Ucanews.com reported the Save Karachi Movement said the anti-encroachment squad of the Sindh provincial government tore down the building, despite protests from the Christian community.

“This is how we treat our minorities. This is how we destroy what they built, their church …. Watch and be ashamed, Pakistan! Government of Sindh, you will have to pay,” said Abira Ashfaq, a member of the Save Karachi Movement, while sharing a video of the demolition.

Mustafa Mehran, a lawyer, said two nearby churches had already been demolished and this was the last one was remaining for the huge Christian population.

A day earlier, the Save Karachi Movement said it had managed to halt the demolition of the church.

“Thank you for participating in the campaign to #SaveStJosephChurch from demolition,” it said in a statement. “Due to our collective resistance, the church did not get demolished today.

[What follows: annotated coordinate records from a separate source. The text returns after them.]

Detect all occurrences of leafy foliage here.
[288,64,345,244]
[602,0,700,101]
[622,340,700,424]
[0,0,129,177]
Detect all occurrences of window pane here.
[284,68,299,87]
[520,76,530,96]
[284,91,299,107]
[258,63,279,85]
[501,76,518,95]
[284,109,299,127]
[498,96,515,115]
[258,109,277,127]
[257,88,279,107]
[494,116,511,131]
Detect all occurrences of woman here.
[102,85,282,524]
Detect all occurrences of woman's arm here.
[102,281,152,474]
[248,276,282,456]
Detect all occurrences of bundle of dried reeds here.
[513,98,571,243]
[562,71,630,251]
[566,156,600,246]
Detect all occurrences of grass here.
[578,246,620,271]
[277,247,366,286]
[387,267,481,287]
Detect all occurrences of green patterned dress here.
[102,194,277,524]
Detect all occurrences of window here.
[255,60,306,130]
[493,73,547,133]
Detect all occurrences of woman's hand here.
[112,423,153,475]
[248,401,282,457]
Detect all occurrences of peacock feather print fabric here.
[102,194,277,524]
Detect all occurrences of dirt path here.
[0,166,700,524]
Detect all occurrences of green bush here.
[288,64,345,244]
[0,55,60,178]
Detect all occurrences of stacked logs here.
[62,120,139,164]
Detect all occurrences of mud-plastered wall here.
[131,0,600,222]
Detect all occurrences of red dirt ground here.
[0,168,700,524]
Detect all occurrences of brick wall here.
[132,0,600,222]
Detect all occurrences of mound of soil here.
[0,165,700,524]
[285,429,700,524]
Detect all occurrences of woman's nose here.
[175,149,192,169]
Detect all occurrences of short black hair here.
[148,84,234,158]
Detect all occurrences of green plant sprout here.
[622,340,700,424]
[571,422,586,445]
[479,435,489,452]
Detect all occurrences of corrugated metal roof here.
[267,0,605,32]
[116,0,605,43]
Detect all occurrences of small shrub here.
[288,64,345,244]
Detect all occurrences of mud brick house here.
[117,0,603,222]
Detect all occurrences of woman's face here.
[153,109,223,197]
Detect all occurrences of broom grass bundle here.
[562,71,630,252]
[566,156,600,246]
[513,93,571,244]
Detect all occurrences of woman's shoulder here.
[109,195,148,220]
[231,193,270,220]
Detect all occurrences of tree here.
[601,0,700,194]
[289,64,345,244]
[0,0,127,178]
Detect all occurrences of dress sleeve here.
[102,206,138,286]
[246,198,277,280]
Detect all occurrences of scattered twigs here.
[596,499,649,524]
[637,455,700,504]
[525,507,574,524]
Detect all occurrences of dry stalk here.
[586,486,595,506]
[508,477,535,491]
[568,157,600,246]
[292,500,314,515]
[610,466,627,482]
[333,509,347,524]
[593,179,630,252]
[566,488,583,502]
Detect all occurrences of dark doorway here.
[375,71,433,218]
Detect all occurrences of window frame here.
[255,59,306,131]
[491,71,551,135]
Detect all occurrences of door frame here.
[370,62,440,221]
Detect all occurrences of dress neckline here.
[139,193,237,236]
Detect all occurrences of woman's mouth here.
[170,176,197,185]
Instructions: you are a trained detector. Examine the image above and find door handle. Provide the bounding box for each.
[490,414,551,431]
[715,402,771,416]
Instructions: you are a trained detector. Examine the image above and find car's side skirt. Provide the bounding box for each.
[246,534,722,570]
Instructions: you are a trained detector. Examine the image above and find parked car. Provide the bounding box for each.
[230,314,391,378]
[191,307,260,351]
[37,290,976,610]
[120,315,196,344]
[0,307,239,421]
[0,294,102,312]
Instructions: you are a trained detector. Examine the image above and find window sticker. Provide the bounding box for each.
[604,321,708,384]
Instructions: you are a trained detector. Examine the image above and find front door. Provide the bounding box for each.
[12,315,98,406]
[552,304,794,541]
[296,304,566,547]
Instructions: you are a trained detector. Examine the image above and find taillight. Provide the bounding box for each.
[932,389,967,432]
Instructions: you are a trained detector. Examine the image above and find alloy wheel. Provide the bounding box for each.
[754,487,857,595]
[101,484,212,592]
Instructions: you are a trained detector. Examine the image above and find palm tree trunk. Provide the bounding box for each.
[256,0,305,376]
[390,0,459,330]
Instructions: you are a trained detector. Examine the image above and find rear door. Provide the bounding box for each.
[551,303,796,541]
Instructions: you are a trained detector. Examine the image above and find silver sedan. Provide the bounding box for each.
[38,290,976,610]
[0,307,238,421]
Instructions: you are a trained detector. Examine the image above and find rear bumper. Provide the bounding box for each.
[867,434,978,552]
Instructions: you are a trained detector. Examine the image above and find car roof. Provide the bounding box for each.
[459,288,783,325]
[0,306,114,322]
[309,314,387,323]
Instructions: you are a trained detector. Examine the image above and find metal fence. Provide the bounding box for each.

But residents fear that it will get demolished in the coming days as soon as it loses traction on social media.”

Local officials claimed the demolition was launched after a court order to remove encroachments near two narrow streams passing through Karachi, locally known as the Gujjar nullah and the Orangi nullah, in the wake of the 2019 flash floods.

The anti-encroachment action along Gujjar nullah, a wastewater stream, may affect up to 12,000 homes housing 96,000 people, according to U.N. experts. According to available data, more than 66,500 people have already been affected, with 4,900 houses demolished in Gujjar nullah and 1,700 in Orangi nullah.

In June, U.N. human rights experts called on Pakistan to stop evicting close to 100,000 people living alongside the waterways.

According to a statement by the Office of the U.N. High Commissioner for Human Rights, the anti-encroachment drive by city authorities was carried out “without adequate consultation with the affected residents, no relocation plan, and disparate and insufficient compensation for the displaced.”

“The legal basis for this mass displacement and the remedies available to those who are affected are unclear. What is clear is the horrid effect on the displaced population, putting many poor families out on the street in the middle of the COVID-19 pandemic,” the U.N. experts said.

The U.N. experts have urged Pakistan, which is a member of the U.N. Human Rights Council, to ensure that its policies and practices are in full compliance with international human rights standards governing relocation, evictions and internal displacement.